Its advantage is the high yield and high purity of the target products. To establish the structure of the compounds, scientists used the method of x-ray diffraction analysis on a modern Bruker D8 QUEST diffractometer.

All information obtained on the structure of the first synthesized compounds was transferred to the international Cambridge structural data bank for storage.

Photocatalytic activity was studied using a Shimadzu UV2700 UV spectrometer. This equipment is in Scientific Educational Center “Nanotechnology” (SUSU).

■ Organic Antimony Compounds for Water Purification
The results of the study on the photocatalytic properties of tris(5-bromo-2-methoxyphenyl)antimony compounds can be used in the destruction of chemical compounds that are difficult to decompose.

First of all, we are talking about stocks of industrial enterprises that pollute water. Further research will be aimed at identifying other properties of antimony organic compounds.

We add that the chemists at SUSU are collaborating with foreign colleagues.
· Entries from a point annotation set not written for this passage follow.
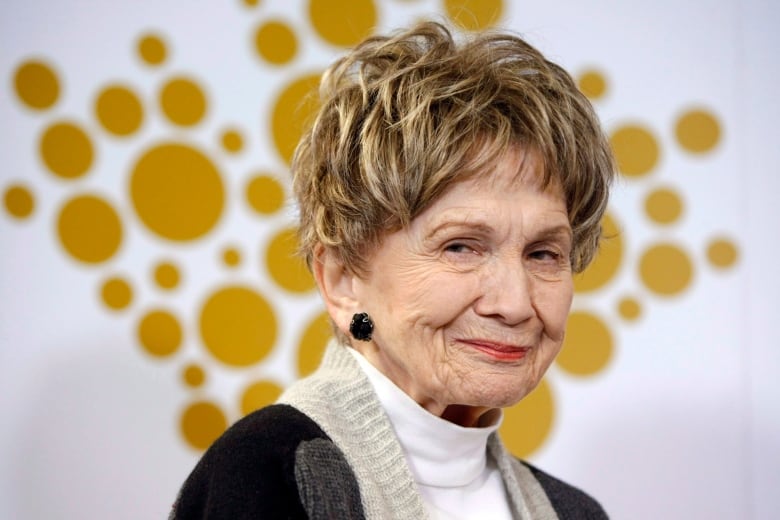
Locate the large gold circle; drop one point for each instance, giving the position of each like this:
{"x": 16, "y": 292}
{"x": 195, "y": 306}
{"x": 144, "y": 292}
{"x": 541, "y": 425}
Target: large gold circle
{"x": 177, "y": 192}
{"x": 238, "y": 326}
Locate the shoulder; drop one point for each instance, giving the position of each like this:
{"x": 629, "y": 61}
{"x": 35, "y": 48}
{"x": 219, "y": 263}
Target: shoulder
{"x": 568, "y": 501}
{"x": 250, "y": 469}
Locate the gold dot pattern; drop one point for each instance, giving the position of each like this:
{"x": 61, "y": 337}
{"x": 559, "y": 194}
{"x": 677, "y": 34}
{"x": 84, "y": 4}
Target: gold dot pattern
{"x": 183, "y": 101}
{"x": 698, "y": 131}
{"x": 160, "y": 333}
{"x": 722, "y": 253}
{"x": 636, "y": 150}
{"x": 593, "y": 84}
{"x": 292, "y": 113}
{"x": 343, "y": 22}
{"x": 474, "y": 15}
{"x": 119, "y": 110}
{"x": 36, "y": 85}
{"x": 194, "y": 376}
{"x": 312, "y": 345}
{"x": 665, "y": 269}
{"x": 275, "y": 42}
{"x": 19, "y": 201}
{"x": 232, "y": 141}
{"x": 588, "y": 345}
{"x": 238, "y": 326}
{"x": 166, "y": 275}
{"x": 287, "y": 269}
{"x": 177, "y": 192}
{"x": 607, "y": 261}
{"x": 201, "y": 423}
{"x": 116, "y": 293}
{"x": 629, "y": 309}
{"x": 663, "y": 206}
{"x": 152, "y": 50}
{"x": 89, "y": 229}
{"x": 528, "y": 424}
{"x": 258, "y": 395}
{"x": 66, "y": 150}
{"x": 265, "y": 194}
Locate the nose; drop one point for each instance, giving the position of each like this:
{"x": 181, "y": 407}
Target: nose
{"x": 506, "y": 292}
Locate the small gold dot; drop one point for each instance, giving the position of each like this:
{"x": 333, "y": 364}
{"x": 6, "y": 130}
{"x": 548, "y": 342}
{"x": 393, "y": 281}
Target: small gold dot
{"x": 193, "y": 375}
{"x": 722, "y": 253}
{"x": 232, "y": 141}
{"x": 629, "y": 309}
{"x": 593, "y": 84}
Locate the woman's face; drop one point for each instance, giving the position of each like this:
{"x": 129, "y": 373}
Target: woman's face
{"x": 470, "y": 301}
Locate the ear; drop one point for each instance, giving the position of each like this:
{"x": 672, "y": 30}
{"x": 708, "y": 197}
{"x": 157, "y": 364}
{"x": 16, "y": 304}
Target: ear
{"x": 336, "y": 285}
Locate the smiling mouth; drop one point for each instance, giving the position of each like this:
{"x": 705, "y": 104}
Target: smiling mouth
{"x": 498, "y": 351}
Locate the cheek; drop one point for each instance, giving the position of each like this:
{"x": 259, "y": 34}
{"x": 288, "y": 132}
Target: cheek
{"x": 553, "y": 309}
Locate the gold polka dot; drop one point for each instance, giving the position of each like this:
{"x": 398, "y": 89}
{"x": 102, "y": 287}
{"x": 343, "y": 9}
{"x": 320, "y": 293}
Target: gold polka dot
{"x": 166, "y": 275}
{"x": 177, "y": 192}
{"x": 663, "y": 206}
{"x": 36, "y": 85}
{"x": 343, "y": 22}
{"x": 607, "y": 262}
{"x": 232, "y": 141}
{"x": 275, "y": 42}
{"x": 312, "y": 345}
{"x": 201, "y": 423}
{"x": 588, "y": 345}
{"x": 238, "y": 326}
{"x": 89, "y": 229}
{"x": 160, "y": 333}
{"x": 231, "y": 257}
{"x": 19, "y": 201}
{"x": 665, "y": 269}
{"x": 119, "y": 110}
{"x": 183, "y": 102}
{"x": 629, "y": 309}
{"x": 259, "y": 395}
{"x": 593, "y": 84}
{"x": 722, "y": 253}
{"x": 698, "y": 131}
{"x": 152, "y": 49}
{"x": 193, "y": 376}
{"x": 265, "y": 194}
{"x": 116, "y": 293}
{"x": 474, "y": 15}
{"x": 528, "y": 424}
{"x": 293, "y": 112}
{"x": 636, "y": 150}
{"x": 286, "y": 268}
{"x": 66, "y": 150}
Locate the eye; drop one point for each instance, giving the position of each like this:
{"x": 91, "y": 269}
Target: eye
{"x": 546, "y": 255}
{"x": 459, "y": 247}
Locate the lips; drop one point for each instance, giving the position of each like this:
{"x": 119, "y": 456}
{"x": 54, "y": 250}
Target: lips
{"x": 499, "y": 351}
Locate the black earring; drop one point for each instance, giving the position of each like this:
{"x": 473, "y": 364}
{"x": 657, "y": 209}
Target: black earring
{"x": 361, "y": 326}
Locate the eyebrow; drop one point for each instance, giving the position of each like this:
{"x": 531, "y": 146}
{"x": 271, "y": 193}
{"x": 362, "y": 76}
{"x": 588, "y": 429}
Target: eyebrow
{"x": 554, "y": 232}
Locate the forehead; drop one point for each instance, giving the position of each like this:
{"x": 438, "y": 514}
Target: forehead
{"x": 514, "y": 176}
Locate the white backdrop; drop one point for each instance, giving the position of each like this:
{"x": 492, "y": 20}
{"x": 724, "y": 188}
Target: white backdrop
{"x": 682, "y": 421}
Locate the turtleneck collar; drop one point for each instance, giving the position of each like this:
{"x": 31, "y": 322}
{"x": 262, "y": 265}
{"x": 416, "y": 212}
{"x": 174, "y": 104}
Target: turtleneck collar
{"x": 439, "y": 453}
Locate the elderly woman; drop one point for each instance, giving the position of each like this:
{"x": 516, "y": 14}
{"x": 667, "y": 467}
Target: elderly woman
{"x": 447, "y": 192}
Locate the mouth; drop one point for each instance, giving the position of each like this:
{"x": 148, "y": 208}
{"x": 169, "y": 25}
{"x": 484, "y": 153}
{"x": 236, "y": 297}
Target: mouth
{"x": 498, "y": 351}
For example, Ekaterina Artemyeva, a postgraduate student at the South Ural University, during an internship in Australia (Monash University, Melbourne) studied the antileuschmanic activity of tris(5-bromo-2-methoxyphenyl)antimony and other organoantimony compounds.

Based on the results of these studies, three publications are being prepared together with Australian colleagues. The researches reveal the potential use of the compounds in medicine as well as in the development of drugs.

Earlier, Ekaterina Artemyeva studied the organic compounds of pentavalent antimony and, under the supervision of scientists from SUSU, developed methods for the synthesis of antimony(5)aryl complexes with tetraketonate ligands. The study was noted at the "Scientific Perspective" competition held at SUSU as part of the "5-100" Project. At the same competition, Andrei Efremov participated.

The aim of his work was to develop a reliable method of synthesis of triphenylantimony dicarboxilates and dioximates, which might help to create antitumor drugs.

South Ural State University is a participant in the 5-100 Project, created to increase the competitiveness of Russian universities among the world's leading research and educational centers.